Gunma University Medical Innovation
Gunma University Medical Innovation
“Gunma University Medical Innovation Project” is a multi-disciplinary five-year research project started in 2014 with financial support from the Ministry of Education, Culture, Sports, Science and Technology of Japan. A number of researchers belonging to different organizations in Gunma University, such as the Graduate School of Science and Technology, the Graduate School of Medicine, and the University Hospital, are participating in the project. The main goals of the project are to develop new medical instruments, health monitoring devices, diagnostic and Cure medicines, and so on, through tight collaboration among professionals from a variety of fields. Another important mission of the project is to educate young students to be a new type of global engineer who has professional engineering skills as well as an ability to create new prospects comprehensively in the field of medical engineering from a wide variety of knowledge.
Micro-dosimeter for heavy ion dose monitoring
Accurate dose distribution monitoring is a critical issue for the quality control of radiation cancer treatment. Therefore, there is a need to develop dosimetry at the micrometer scale (micro-dosimetry) with high special resolution and radiation sensitivity.
In this study we have successfully controlled the shape of a radio-photoluminescence (RPL) glass dosimeter with different types of activators for ionized particle detection. An RPL response around 500 – 600 nm was obtained under different radiation exposures. Moreover, dose distribution imaging was successfully visualized with a fabricated RPL glass dosimeter irradiated with a focused proton microbeam. The typical spatial resolution recorded was better than 10 μm2.
We were also the first to succeed in fabricating glass elements with micrometer-size. These R&D achievements will enable us to obtain three dimensional dose distribution with quite a convenient procedure.
Luminescent probes for in vivo Oxygen imaging
The oxygen level of the interior of living cells and tissues is one of the central parameters in many physiological, pathological, and therapeutic processes. Oxygen deprivation (hypoxia) is connected with various diseases such as cerebral infarction and ischemic heart disease, and is known to occur in tumor microenvironments. We are developing optical probes to visualize the oxygen level of biological cells and tissues on the basis of photochemistry and chemical biology.
Identification and production of biologically active compounds
Screening and design of novel drugs is one of our most exciting efforts to support drug development. We have established in vivo, in vitro, and in silico drug characterization systems and successfully identified new drug candidates, such as analgesics and antidiabetic drugs.

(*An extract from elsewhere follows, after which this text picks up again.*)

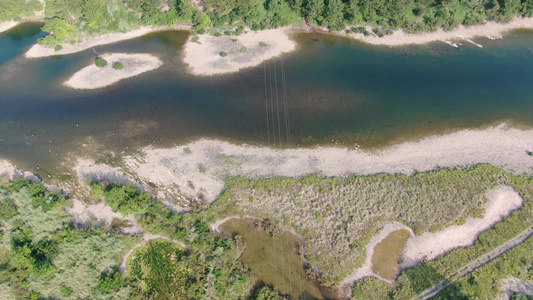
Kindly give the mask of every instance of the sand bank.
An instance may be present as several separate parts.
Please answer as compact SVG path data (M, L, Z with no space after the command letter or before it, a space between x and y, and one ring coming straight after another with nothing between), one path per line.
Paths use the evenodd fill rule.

We are also trying to express cancer vaccines using transgenic silkworms. The purified vaccines were shown to activate human T-cells and hold potential for cancer immunotherapy.
Silicon nanowire based high-sensitivity biosensor
A portable sensor with high sensitivity is needed for the detection of chemical or biological molecules in the fields of biotechnology and medical science. A silicon nanowire (SiNW)-based field effect transistor device has the potential to detect small quantities of biomolecules. To realize high sensitivity for negatively charged biomolecules such as antigens, antibodies, and DNA, it is effective to use an n-type SiNW and to reduce the wire width. In this project, we fabricated an n-type SiNW using electron beam lithography, and evaluated its sensitivity for biomolecule detection. Currently, we have succeeded in fabricating an n-type SiNW with 100 nm width and detecting lgG antibodies with the extremely low concentration of fM(10-15 mol/L).
Intuitive hands free interface
Facial orientation is one form of body language that can be used to ask someone to move something. It is enough to indicate the intention by upward, downward, right, and left facing actions. Here, we applied these intuitive actions for auto-wheelchair operations. We focused on the change nostril shape to recognize the facial orientation on the grounds that it can be regarded as a more stable shape than any other facial feature points. In addition, the gazing action was also inputted to a computer to operate a communication-aid for input characters. The eyelid shape was approximated by the Bezier curve and its curvature was reflected on input operation.